Italian Massimo Cellino has agreed to buy a 75% stake in the club but has yet to receive Football League approval.
Now talks are planned in London with another interested party.
The Sport Capital and Together Leeds consortiums have teamed up to buy the club, dismissing Cellino's bid and promising to match his offer.
The latest development is yet another twist in the ongoing saga surrounding the ownership of the mid-table Championship club.
It also comes after Chris Farnell, the lawyer working for Cellino, was escorted from Elland Road on Monday by managing director David Haigh, director Salem Patel and security staff.
Nooruddin has also issued an email to Leeds United staff in an attempt to bring some clarity to the situation and informing them not to take instructions from anyone other than GFH.
"You will all, of course, be aware of the speculation surrounding the ownership of Leeds United FC and I wanted to let you know that GFH Capital currently retains its ownership of the club," wrote Nooruddin.

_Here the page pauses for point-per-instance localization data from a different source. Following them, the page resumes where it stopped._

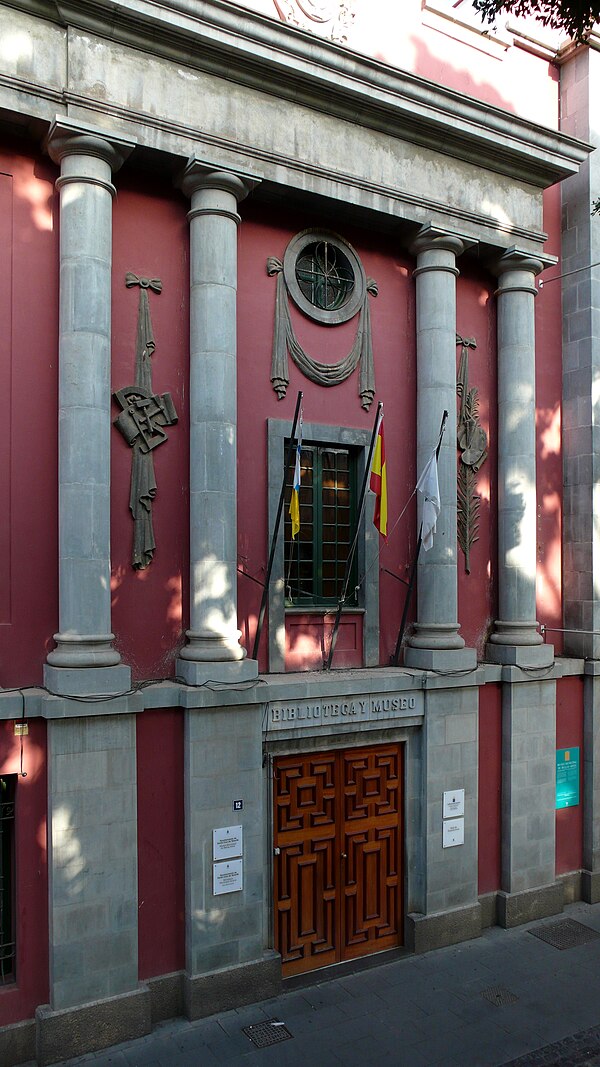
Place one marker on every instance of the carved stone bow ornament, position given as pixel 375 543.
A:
pixel 141 421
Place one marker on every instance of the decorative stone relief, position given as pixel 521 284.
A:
pixel 473 445
pixel 335 16
pixel 325 277
pixel 141 421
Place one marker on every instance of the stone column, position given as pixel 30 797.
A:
pixel 84 661
pixel 516 639
pixel 437 643
pixel 212 650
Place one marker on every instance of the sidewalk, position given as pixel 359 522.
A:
pixel 414 1012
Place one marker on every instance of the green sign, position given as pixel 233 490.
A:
pixel 567 777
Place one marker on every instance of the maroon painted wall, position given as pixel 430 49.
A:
pixel 264 235
pixel 19 1000
pixel 151 239
pixel 393 336
pixel 160 842
pixel 490 789
pixel 569 734
pixel 28 427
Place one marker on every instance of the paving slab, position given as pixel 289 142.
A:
pixel 541 1009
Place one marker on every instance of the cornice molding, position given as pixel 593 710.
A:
pixel 218 36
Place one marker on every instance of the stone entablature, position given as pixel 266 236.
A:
pixel 352 129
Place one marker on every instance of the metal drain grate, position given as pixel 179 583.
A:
pixel 263 1034
pixel 499 996
pixel 565 934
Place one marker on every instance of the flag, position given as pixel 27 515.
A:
pixel 429 486
pixel 379 481
pixel 295 500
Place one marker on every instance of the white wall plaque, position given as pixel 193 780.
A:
pixel 226 842
pixel 226 877
pixel 453 832
pixel 453 803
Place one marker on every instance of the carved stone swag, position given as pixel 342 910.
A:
pixel 321 373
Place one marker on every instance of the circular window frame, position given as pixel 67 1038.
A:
pixel 295 249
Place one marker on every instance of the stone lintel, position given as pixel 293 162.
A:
pixel 233 986
pixel 425 933
pixel 75 1031
pixel 524 907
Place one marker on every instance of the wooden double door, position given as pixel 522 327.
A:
pixel 337 855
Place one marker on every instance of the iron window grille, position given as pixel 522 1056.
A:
pixel 315 560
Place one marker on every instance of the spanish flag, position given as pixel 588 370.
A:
pixel 295 500
pixel 378 481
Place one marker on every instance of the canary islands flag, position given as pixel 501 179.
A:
pixel 379 481
pixel 295 502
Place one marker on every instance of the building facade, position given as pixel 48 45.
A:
pixel 208 209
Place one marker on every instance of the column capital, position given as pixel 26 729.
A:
pixel 69 138
pixel 516 259
pixel 432 238
pixel 198 174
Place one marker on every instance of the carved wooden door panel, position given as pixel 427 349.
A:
pixel 337 855
pixel 370 838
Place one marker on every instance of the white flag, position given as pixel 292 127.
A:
pixel 429 486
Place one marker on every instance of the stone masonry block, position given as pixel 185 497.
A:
pixel 233 987
pixel 73 1032
pixel 461 728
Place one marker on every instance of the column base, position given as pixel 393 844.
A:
pixel 436 635
pixel 520 655
pixel 516 632
pixel 425 933
pixel 233 986
pixel 441 658
pixel 83 650
pixel 202 671
pixel 539 903
pixel 88 681
pixel 74 1031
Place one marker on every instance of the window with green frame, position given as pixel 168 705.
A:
pixel 8 783
pixel 315 560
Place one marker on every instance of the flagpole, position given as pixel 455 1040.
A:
pixel 275 531
pixel 396 656
pixel 350 556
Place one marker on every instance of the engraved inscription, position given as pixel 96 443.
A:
pixel 320 714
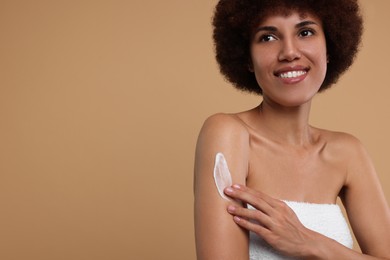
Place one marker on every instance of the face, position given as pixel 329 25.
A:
pixel 289 58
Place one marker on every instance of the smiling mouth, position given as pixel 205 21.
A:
pixel 292 74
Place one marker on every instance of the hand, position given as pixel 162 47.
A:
pixel 273 220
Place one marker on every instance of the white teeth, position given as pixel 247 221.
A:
pixel 292 74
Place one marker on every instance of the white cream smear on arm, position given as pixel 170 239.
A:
pixel 222 176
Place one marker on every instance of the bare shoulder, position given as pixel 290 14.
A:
pixel 341 143
pixel 224 123
pixel 223 131
pixel 226 134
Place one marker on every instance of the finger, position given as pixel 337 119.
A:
pixel 254 216
pixel 255 199
pixel 260 230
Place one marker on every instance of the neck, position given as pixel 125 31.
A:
pixel 287 125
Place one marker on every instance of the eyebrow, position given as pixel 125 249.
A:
pixel 274 29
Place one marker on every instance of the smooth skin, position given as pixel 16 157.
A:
pixel 274 154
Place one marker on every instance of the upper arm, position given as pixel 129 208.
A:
pixel 217 236
pixel 366 205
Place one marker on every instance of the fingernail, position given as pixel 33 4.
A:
pixel 229 190
pixel 231 208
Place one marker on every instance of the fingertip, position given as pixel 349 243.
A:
pixel 237 186
pixel 228 190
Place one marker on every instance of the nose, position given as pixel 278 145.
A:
pixel 289 51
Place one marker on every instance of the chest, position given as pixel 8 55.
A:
pixel 312 175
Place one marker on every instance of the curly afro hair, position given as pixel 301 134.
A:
pixel 235 20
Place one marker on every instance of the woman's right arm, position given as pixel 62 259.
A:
pixel 217 235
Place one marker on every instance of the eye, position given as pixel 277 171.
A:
pixel 306 33
pixel 267 38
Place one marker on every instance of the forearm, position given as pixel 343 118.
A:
pixel 326 248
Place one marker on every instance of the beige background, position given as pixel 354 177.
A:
pixel 100 106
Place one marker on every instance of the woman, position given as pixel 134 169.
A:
pixel 287 174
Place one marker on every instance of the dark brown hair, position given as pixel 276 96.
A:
pixel 235 20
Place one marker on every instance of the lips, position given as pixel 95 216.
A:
pixel 292 74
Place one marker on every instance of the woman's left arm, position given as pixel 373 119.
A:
pixel 364 201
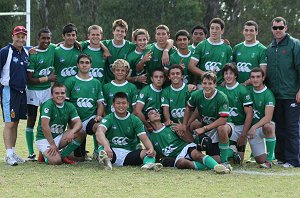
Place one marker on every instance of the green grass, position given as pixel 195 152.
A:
pixel 86 179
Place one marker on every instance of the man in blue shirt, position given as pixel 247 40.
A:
pixel 13 79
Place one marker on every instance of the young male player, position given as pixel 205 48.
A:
pixel 250 53
pixel 52 135
pixel 85 93
pixel 262 125
pixel 40 74
pixel 168 144
pixel 118 136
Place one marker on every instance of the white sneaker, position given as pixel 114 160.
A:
pixel 19 159
pixel 10 160
pixel 104 160
pixel 221 169
pixel 287 165
pixel 152 166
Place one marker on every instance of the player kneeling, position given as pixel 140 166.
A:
pixel 117 136
pixel 51 136
pixel 168 144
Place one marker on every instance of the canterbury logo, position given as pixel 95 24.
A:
pixel 69 71
pixel 243 67
pixel 56 128
pixel 120 141
pixel 96 72
pixel 168 150
pixel 85 102
pixel 213 66
pixel 45 72
pixel 178 113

"The existing board remains in control of the club and David [Haigh] is the managing director.
"No instructions or directions whatsoever should be taken from anyone outside the existing management structure and the board.
"Please do not hesitate to contact me or any senior member of staff should any issues arise.
"With thanks as always for your support. We all look forward to ending the current round of speculation and to marching on together as Leeds United FC."
BBC Radio Leeds understands GFH will meet the joint consortium in London on Tuesday.
Adam Pope, the station's Leeds United commentator, added that GFH insists the club will not go into administration while it is in charge.
A proposed takeover by Sports Capital, which involves Haigh and Andrew Flowers, the managing director of club sponsor Enterprise Insurance, fell through last week because of a lack of financial backing.
They have now joined forces with the Together Leeds consortium, led by local businessman Mike Farnan and which also includes Welcome to Yorkshire chief executive Gary Verity and former Hull City chairman Adam Pearson.
Following his reinstatement, McDermott told a news conference on Monday he would not walk away from the club, despite the weekend of uncertainty over his future.
"Some people in the game said to not go back, but there's no way I could leave the staff and supporters," he said.
Cellino has previously said he completed a deal to buy 75% of Leeds on Friday lunchtime.
Meanwhile, Leeds City Council leader Keith Wakefield has written to the Football League to voice his dismay at the series of events, which he described as "bizarre" and "a debacle".